Dessin du marseillais Honoré Daumier
J'ai rencontré il y a quelques temps le Bâtonnier de l'Ordre des avocats de Tarascon. J'avais déjà évoqué la position du président du TGI de Tarascon, Marc Juston, dans un billet précédent.
Maître Jean-Marie Lassalle, Arlésien depuis 43 ans, fils d'avocate et petit-fils de magistrat, exerce la fonction d'avocat depuis 15 ans.
Au cours de notre entretien, nous avons parlé de la réforme du monde judiciaire voulue par Nicolas Sarkozy.
Voici une partie de ses propos :
"J'ai engagé plusieurs recours auprès du Conseil d'Etat au sujet des décrets concernant la réforme de la carte judiciaire, et la mutation du juge d'instruction, et nous avons décidé avec le Conseil de l'Ordre que chaque décret concernant la circonscription de Tarascon ferait l'objet du même type de procédure.
Nous avons obtenu l'annulation d'un premier décret le 19 décembre 2008 (pour vice de forme), et alors que le Gouvernement a pris un nouveau décret le 20 mars 2009, le Conseil de l'Ordre a autorisé le 6 avril son Bâtonnier à le contester, ce que je viens de faire.
Je suis donc en première ligne pour représenter au mieux les opinions du barreau, avec les désagréments et les risques que cela représente." m'a-t-il déclaré.

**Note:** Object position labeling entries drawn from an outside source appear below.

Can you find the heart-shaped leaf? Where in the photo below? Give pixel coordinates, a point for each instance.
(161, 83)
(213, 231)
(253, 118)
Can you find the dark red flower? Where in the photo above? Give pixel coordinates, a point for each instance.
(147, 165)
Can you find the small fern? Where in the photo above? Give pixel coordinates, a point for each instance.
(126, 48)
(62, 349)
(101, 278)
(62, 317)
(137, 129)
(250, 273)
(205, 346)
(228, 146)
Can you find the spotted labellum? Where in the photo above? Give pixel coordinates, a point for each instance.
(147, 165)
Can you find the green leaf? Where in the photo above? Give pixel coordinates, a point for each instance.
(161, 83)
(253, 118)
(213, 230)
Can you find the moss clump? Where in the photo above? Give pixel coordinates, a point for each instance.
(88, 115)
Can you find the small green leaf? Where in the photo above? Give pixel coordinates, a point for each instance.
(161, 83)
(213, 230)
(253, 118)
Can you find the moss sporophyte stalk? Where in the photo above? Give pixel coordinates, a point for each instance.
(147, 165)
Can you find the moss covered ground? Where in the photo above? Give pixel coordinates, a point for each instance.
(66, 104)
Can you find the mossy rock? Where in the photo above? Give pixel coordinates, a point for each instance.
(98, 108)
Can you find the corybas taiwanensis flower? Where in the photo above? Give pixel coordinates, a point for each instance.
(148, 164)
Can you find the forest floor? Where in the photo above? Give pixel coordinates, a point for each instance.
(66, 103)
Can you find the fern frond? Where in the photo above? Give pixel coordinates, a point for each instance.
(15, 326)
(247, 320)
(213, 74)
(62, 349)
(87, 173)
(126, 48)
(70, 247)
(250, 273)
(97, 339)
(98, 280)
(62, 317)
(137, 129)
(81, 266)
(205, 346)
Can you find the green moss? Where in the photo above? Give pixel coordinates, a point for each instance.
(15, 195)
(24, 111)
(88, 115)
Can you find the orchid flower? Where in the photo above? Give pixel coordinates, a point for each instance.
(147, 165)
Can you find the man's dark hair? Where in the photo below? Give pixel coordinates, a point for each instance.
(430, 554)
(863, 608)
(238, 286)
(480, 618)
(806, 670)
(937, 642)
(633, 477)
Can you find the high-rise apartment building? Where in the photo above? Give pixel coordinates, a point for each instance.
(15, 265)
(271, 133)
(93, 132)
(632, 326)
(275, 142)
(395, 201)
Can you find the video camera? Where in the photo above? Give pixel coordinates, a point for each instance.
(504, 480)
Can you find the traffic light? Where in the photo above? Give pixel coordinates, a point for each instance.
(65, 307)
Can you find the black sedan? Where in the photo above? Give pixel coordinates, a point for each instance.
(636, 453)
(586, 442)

Il a ajouté très en colère, qu'il contestait la fond et la forme de cette réforme :
"Sur le fond, le regroupement des juges d'instruction dans des pôles régionaux et la fermeture parfois incohérente de tribunaux rend la Justice d'un accès difficile pour le citoyen. D'autre part, il y a une mutation de la notion du droit français, un bouleversement de la procédure pénale, dont le juge d'instruction restait le symbole. Si le nombre d'affaires dont il est saisi représente moins de 5 % des affaires pénales aujourd'hui, le juge d'instruction est chargé des crimes et des très sensibles affaires politico-financières. Qu'en sera-t-il quand l'instruction dépendra du procureur, c'est à dire du Ministère de la Justice ?
Encore un peu plus encadrée dans un pôle d'instruction sans possibilité de mener lui-même les investigations, sa fonction est appelée à disparaître, comme l'a annoncé le Président de la République.
Nous en arrivons à la forme qui est particulièrement contestable. Alors même que la réforme de la carte judiciaire est en cours de réalisation, cette annonce de suppression du juge d'instruction ajoute une réforme à une autre. Mais là, il faudra plus qu'un décret, il faudra légiférer. C'est une manière de procéder assez étonnante ! Enfin, c'est le traitement réservé au personnel judiciaire qui n'est pas acceptable."
Je crois me souvenir qu'il a qualifié ces façons de procéder de "méthodes de voyous".
Pour finir, il m'a avoué être très inquiet pour l'avenir de sa profession, alors que le rapport de la de la commission Darrois qui vient de recevoir l'aval du Président de la République cherche à porter la réforme dans l'organisation professionnelle des avocats, en préconisant la réduction du nombre de bâtonniers. "Les avocats, comme les journalistes, sont encore un des derniers contre-pouvoirs et il faut préserver leur indépendance".
Je note que Mireille Delmas-Marty, professeur au Collège de France (chaire d'études juridiques comparatives et internationalisation du droit), membre de l'Académie des sciences morales et politiques et qui a présidé la Commission justice pénale et droits de l'homme (1988-1990), ne dit pas autre chose :
"Qu'il s'agisse de l'instruction ou du jugement, l'enjeu n'est pas seulement technique mais aussi politique. Le souci légitime de simplifier la procédure et d'accélérer le jugement ne doit pas se traduire par un déplacement des pouvoirs au détriment des juges dont l'indépendance est garantie par la Constitution, et au profit d'un parquet qui resterait placé sous les ordres du ministre de la justice."
Voilà comment Sarkozy cherche à mettre la Justice sous son contrôle, comme il le fait pour la presse et les médias.